With bitcoin approaching the $10,000 mark and Coinbase, the bitcoin exchange, boasting more accounts than brokerage Charles Schwab, some pre-emptive consolation and advice are in order for people who stand to lose lots of money in a crash. First the consolation: Even if that money goes up in smoke, the investment will have helped make the world a better place. And the advice: There's a way to profit from that too, by making side bets on other applications of the technology that powers bitcoin.

That's also the case with other unprofitable projects that are losing the investors a lot of money and may lose more in the future: Tesla, Snap, Uber. Investments in them may never pay off — or may only pay off for those who cash out at the right moment, like lucky investors in a Ponzi scheme. But they pay for humanity's important advances, and for progress in entire markets.
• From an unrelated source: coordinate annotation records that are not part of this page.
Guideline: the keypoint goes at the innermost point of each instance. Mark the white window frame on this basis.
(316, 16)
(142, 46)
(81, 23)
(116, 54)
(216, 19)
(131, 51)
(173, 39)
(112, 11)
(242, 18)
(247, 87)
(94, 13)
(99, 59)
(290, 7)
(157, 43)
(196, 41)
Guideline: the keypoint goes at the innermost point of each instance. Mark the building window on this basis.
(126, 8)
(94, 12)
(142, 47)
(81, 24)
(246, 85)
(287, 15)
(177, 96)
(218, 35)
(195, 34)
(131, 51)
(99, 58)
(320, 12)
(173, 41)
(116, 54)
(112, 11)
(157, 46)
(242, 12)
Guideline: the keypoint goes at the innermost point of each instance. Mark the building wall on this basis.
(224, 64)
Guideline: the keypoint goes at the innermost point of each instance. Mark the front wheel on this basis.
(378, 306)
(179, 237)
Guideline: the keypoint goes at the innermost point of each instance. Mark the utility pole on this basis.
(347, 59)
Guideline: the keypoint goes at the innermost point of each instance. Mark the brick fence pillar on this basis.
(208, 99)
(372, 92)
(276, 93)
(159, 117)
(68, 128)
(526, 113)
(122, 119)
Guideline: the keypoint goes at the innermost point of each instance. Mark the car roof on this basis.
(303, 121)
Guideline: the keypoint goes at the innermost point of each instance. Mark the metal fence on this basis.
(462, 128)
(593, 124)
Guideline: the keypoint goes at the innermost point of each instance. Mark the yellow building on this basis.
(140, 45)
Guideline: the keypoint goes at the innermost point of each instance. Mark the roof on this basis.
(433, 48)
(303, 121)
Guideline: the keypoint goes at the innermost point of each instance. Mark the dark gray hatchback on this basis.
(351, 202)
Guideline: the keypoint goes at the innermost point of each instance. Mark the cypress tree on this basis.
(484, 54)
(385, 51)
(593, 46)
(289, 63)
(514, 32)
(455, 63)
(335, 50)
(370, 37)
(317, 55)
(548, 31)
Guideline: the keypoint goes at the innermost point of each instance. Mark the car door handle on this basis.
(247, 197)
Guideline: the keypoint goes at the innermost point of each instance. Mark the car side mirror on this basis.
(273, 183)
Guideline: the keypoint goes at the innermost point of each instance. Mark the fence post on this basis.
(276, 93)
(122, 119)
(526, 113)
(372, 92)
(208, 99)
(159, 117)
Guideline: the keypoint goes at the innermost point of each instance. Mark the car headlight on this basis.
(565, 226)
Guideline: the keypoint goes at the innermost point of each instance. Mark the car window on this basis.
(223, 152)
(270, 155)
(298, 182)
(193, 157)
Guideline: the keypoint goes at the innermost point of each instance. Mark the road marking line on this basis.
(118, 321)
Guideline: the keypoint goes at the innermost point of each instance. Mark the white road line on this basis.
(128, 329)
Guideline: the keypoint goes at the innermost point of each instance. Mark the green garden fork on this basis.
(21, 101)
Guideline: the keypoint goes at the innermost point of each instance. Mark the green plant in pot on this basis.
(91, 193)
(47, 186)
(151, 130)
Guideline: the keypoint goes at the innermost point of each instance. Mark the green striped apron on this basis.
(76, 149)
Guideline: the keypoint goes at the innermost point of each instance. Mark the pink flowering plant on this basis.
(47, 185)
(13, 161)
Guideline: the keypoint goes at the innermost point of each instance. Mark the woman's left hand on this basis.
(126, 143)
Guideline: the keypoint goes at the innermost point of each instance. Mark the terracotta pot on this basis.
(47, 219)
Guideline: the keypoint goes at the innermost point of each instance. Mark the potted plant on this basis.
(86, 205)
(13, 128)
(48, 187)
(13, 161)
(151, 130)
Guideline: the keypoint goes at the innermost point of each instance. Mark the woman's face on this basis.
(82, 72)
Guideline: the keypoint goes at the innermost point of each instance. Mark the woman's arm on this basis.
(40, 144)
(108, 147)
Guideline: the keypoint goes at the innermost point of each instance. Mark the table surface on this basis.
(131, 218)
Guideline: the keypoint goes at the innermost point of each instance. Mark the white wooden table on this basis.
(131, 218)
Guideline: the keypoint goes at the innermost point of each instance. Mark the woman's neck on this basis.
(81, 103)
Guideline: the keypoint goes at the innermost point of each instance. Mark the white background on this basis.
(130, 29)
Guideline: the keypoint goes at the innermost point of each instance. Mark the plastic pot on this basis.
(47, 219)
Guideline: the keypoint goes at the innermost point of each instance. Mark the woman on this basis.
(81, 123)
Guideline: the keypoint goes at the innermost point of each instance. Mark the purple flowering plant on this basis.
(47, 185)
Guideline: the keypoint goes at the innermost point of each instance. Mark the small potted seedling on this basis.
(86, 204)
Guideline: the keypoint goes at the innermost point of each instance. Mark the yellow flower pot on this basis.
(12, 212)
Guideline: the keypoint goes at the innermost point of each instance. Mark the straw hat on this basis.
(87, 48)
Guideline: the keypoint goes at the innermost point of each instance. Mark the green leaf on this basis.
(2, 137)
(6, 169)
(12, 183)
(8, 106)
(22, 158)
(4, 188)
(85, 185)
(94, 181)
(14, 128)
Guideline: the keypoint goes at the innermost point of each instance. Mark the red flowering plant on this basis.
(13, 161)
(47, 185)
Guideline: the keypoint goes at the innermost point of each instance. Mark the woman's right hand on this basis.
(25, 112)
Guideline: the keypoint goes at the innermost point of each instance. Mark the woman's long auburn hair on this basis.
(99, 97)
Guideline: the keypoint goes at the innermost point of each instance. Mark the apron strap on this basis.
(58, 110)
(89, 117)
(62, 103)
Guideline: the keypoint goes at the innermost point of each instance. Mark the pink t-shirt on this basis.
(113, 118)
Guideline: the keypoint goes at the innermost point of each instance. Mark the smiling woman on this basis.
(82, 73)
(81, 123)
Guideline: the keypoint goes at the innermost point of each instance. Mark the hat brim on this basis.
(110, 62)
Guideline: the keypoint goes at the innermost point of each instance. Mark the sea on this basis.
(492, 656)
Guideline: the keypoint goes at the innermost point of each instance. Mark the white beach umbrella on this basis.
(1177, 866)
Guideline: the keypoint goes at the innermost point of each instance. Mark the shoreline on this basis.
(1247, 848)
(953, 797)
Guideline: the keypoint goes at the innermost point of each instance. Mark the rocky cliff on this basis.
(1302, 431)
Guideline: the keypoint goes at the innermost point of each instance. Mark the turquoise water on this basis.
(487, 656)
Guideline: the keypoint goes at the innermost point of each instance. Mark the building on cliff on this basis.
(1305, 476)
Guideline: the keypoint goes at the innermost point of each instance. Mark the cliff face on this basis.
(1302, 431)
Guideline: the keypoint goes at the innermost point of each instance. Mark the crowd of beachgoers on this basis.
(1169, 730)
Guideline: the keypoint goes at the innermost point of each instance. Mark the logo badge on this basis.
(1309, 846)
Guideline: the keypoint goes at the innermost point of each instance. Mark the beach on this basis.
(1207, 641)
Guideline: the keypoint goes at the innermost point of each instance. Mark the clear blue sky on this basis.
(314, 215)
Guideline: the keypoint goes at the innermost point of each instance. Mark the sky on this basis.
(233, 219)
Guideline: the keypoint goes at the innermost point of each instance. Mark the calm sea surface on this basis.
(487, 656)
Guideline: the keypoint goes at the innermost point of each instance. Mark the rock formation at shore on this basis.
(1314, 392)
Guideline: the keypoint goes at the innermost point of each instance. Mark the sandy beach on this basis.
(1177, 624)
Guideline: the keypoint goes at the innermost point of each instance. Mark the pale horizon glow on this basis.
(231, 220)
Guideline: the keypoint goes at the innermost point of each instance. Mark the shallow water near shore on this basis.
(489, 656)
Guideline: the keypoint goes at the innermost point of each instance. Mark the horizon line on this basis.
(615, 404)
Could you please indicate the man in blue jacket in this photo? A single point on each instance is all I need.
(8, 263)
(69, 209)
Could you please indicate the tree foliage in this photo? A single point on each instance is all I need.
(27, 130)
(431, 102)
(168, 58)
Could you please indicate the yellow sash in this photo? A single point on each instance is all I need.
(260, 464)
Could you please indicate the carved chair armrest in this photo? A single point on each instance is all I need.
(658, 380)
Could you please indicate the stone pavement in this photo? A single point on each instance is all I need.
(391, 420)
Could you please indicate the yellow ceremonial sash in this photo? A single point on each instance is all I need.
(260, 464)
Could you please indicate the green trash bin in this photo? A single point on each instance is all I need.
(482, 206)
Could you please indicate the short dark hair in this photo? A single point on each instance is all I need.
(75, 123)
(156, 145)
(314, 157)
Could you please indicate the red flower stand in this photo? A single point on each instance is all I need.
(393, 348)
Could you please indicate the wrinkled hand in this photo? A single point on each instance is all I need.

Techcrunch columnist Jon Evans writes that unless you're an investor in the electric car company, Tesla's purpose, as far as you're concerned, is not necessarily to make money but "to pioneer fleets of smart mass-market electric cars, and the infrastructure to support them, and battery technology which is not limited to cars." He draws an analogy with the Channel Tunnel between Britain and France — a disaster for its private investors but a success as a much-used piece of infrastructure. The billions plowed by cities into Olympic preparations can also be useful in that way: The housing and sports facilities for city dwellers wouldn't have been built otherwise.